But, here's the thing. While I am very good at taking risks and walking unconventional paths, I am not very good at being an amateur. I set such high standards for myself that I become frustrated and give up too quickly. Yes, I am an expert in the field of self-defeating practices—I believe I am capable of doing something, but I expect it to happen overnight. I feel so uncomfortable and embarrassed by the growing pains phase that I try to somehow sidestep it. And even after racking up a pile of achievements, promotions, and/or compliments, I doubt myself and BOLT. Over and over, I have done this in my life.
Yet, I have continued to write this blog. This is the one thing I haven't given up on…and that has to mean something. That simple realization hit me last night and renewed my faith in this path. Because, that is what this blog is: a testament to my faith in this path I am being led down. And by continuing to write through my many identity crisis', periods of self-doubt, and the periodic urge to give up and forget the whole thing, I have learned not only how to overcome those obstacles, but how to overcome myself.

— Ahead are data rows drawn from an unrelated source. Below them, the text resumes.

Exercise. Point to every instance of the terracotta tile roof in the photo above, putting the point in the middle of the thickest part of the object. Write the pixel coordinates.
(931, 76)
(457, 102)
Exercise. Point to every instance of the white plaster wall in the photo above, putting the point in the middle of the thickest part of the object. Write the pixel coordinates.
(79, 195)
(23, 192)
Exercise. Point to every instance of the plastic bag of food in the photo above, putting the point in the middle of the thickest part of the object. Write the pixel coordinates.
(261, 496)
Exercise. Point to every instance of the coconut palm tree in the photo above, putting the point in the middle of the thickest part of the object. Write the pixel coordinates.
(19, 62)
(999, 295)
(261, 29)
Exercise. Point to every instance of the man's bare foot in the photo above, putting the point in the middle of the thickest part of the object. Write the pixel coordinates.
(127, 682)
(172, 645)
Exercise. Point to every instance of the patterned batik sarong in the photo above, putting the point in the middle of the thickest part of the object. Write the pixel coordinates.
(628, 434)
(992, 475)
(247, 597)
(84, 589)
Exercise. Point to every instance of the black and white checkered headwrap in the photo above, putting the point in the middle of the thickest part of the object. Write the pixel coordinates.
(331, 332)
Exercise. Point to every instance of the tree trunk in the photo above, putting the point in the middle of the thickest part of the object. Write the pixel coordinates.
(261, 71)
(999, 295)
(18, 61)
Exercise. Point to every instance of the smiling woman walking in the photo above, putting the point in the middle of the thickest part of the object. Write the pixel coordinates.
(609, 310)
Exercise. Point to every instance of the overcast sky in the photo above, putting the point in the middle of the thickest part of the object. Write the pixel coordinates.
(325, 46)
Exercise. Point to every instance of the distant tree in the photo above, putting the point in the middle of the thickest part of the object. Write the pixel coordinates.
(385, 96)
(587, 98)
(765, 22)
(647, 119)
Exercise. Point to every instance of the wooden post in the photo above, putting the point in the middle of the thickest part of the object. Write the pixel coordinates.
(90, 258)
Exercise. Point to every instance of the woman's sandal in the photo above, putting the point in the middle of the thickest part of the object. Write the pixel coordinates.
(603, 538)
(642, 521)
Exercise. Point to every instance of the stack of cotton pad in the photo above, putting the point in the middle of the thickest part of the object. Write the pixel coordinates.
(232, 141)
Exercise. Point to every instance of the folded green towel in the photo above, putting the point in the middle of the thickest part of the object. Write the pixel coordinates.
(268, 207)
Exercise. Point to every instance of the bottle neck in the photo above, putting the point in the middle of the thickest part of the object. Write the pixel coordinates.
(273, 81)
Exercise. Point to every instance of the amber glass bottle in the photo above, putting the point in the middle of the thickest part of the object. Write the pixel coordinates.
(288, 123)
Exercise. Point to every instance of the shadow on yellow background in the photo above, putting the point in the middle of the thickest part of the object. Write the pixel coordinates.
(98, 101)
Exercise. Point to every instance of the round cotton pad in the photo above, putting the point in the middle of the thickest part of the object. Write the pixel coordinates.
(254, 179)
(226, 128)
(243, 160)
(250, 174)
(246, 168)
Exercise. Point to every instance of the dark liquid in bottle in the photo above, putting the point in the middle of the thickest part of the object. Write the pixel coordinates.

So, while the world may still see me as a stay-at-home mom, I know the truth. I know that I was back to writing several hours every day only four days after giving birth. I know that through all of my sleep-deprivation and the overwhelming responsibility of raising a baby with little to no help the past year, I have still managed to keep this thing going. I know that I feel more successful now, writing a blog in my sweatpants while my baby sleeps on me, than I did when I commuted on trains and ferries with a business card in the pocket of my Armani blazer. It's like I read in the very book that inspired me to start living the life I am living now (This time I dance!): "Success is as much a singular affair as falling in love. That's why you can't tell by looking at how well someone's done exactly how well he or she has done. Only the soul knows. Only the soul glows."
I may not have reached "professional" writer status yet. But, my soul glows.